Отец засопел, подошел к умывальнику под деревом и, сердито позвякивая клапаном, стал мыть руки.

Таня, глядя на эти руки, подумала, что они такие же огромные и огрубевшие в работе, как у ее отца, и еще думала, что этими руками старый рабочий на баррикадах когда-то завоевывал эту жизнь, которую сегодня пошли защищать Богдан и все остальные ребята-добровольцы.

Однако надо было помочь матери с обедом.

Тут же, в саду, за самодельным столиком, над которым нависли вишневые ветки, девчата принялись чистить картошку.

Клава рассказывала отцу о своих мытарствах, а он сидел молчаливый, угрюмый, смотрел куда-то вдоль улицы, в конце которой открывались поля, голубела колхозная рожь. Может быть, все это напомнило старому Кравцу, как лет десять назад вот здесь, где сейчас поселок тракторостроителей, и дальше на север, где раскинулся цехами Тракторный, была такая же рожь и открытая степь, и когда строили завод, то первый его директор, старый чекист, по строительной площадке разъезжал верхом на коне, потому что пешком было совершенно невозможно пройти — такая была грязища. Жили тогда в бараках, инженеров не хватало, и в его, Кравцовом, доме было целое общежитие — пять племянников теснилось, которые пришли из села к своему дяде с деревянными сундучками. Всех выучил, устроил — пополнил рабочий класс. Кажется, это было совсем недавно: и директор на коне, и первый трактор, выкатившийся из ворот цеха под музыку, и Марьяна в школе среди иностранных ребятишек — там у них был целый интернационал, потому что на заводе работали в те годы и американцы, и чехи, и немцы, и англичане, приехавшие сюда вместе со своими семьями… Давно уже обходятся без иностранных специалистов, и тысячи собственных тракторов пошли на поля, и сами рабочие из бараков перебрались жить в эти вот утопающие в садах домики… Вишенники поразрастались — лезут ветвями через заборы на улицу; клубника, садик стали для Северина Кравца вторым занятием, — для него и для его товарищей по кузнечному нет теперь лучшего завода на свете и лучшего соцгородка.

Он слышит: Марьяна рассказывает Тане о том же самом — как первые деревья сажали здесь, как отец с матерью заспорили тогда, что сажать.
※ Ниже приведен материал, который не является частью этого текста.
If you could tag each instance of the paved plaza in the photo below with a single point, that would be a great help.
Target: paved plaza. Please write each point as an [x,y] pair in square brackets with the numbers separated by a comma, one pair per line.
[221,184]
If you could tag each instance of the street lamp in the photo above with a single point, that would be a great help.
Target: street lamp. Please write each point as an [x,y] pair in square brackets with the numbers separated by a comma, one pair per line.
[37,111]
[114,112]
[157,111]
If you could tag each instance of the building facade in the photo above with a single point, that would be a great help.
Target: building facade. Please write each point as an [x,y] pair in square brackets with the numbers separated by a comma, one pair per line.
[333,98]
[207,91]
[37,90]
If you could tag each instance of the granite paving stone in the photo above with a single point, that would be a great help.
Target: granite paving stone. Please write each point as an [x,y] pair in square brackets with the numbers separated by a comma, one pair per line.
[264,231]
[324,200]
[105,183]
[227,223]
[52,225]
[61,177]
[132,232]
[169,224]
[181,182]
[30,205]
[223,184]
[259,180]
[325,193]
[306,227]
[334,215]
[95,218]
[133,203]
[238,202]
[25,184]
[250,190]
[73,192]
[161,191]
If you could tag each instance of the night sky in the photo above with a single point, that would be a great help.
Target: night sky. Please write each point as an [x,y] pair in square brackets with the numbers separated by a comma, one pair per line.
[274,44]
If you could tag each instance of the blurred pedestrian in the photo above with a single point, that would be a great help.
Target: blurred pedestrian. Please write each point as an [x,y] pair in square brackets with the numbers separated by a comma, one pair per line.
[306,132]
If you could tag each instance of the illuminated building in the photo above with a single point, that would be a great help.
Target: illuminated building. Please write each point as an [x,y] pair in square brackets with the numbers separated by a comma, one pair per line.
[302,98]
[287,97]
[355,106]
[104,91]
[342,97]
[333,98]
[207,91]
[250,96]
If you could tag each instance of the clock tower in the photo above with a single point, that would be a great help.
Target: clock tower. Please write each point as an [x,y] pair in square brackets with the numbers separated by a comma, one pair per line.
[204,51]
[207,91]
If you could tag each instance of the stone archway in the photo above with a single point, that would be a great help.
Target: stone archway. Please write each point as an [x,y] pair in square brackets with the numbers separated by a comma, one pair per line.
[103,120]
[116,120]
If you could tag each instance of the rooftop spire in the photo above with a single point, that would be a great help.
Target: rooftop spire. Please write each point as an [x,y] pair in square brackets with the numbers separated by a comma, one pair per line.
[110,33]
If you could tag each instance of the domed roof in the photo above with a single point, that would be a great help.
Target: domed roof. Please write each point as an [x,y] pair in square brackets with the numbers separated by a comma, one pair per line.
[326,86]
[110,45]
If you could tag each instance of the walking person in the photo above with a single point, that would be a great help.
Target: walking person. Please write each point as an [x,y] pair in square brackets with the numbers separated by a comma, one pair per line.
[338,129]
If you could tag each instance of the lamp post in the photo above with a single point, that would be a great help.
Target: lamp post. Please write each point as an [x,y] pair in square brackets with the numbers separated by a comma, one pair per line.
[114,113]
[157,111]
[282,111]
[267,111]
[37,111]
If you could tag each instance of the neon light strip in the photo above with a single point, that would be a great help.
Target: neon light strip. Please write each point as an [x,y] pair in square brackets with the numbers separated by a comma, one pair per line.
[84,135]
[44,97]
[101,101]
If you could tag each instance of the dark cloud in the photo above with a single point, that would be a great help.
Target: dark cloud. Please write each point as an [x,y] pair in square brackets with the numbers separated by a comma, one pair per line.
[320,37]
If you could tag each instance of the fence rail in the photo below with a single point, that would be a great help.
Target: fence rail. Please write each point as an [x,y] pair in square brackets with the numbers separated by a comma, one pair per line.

— Тато — вишни, потому что с каждого деревца, мол, можно будет снять самое малое по ведру ягод. А мама — тополя. «Что толку с тех тополей — один пух летит»… Кончилось же тем, что посадили, как видишь, и вишни и тополя.

Вишни давно уже плодоносят, и пух тополей летит, когда они цветут в начале июня, и Марьяна любит этот пух…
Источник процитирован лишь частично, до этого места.